Use a second stream for de-allocating memory
coreylowman opened this issue · comments
Currently all operations, including de-allocations, happen on the default stream. In dfdx, after a long forward pass with many operations (e.g. 100 operations, each producting 1+ gradient), all gradients are captured in a Gradients object. After the forward pass is done, the gradients object is dropped, which means ALL temporary gradients are de-allocated at once.
This blocks the default stream at the moment, so all de-allocations occur before any other work can complete.
Instead, we should put de-allocations on a second stream that is synchronized with the default stream with events:
- call cuEventCreate
- call cuEventRecord with the default stream
- call cuStreamWaitEvent with the event and the deallocation stream
- call free_async with the deallocation stream
This should free up the default stream to continue working
Questions:
- Do we create a new event for each new de-allocation that happens? Or is it possible to have 1 event that the device holds that we use to synchronize?

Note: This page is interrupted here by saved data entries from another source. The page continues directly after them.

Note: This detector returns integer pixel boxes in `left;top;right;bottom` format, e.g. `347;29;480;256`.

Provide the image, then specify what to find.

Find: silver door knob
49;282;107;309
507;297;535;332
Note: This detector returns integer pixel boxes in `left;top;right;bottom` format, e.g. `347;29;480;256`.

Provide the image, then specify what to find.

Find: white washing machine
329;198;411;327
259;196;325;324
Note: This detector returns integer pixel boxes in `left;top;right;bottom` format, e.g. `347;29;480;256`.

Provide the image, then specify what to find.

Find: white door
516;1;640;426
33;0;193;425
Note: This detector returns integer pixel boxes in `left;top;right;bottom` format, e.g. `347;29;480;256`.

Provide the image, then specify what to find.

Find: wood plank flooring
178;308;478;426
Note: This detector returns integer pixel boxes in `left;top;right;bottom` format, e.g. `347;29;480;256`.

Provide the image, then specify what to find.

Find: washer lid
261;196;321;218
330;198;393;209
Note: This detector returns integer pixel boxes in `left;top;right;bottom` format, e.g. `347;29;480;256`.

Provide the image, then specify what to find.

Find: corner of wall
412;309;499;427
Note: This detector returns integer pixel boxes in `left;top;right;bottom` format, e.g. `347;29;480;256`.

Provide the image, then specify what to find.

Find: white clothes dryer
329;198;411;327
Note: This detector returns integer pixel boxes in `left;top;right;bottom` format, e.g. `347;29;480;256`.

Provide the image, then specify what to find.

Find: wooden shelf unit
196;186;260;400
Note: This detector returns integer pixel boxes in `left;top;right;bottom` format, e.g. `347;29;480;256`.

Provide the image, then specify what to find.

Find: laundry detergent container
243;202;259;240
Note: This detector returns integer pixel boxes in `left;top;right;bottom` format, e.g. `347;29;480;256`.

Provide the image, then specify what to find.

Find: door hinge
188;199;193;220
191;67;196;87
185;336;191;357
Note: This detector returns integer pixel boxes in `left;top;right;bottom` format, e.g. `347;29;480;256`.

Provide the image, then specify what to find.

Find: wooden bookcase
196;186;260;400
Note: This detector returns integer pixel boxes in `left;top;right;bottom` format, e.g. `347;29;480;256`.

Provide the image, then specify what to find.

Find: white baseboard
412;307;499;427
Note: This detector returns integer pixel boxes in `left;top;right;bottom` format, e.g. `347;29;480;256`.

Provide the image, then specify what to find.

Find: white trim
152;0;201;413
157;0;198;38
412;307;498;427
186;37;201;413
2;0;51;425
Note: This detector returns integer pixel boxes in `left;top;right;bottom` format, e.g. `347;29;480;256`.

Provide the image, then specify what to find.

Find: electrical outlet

- How do we free events with cuEventDestroy? And how does cuEventDestroy interact with cuStreamWaitEvent?
Cuda docs state about cuEventDestroy:
An event may be destroyed before it is complete (i.e., while cuEventQuery() would return CUDA_ERROR_NOT_READY). In this case, the call does not block on completion of the event, and any associated resources will automatically be released asynchronously at completion.
Does this mean we can just call cuEventDestroy right after we create, and the stream will still synchronize?
Okay from cuda docs:
Other APIs such as cuStreamWaitEvent() use the most recently captured state at the time of the API call, and are not affected by later calls to cuEventRecord().
This implies to me we can allocate a single event to use!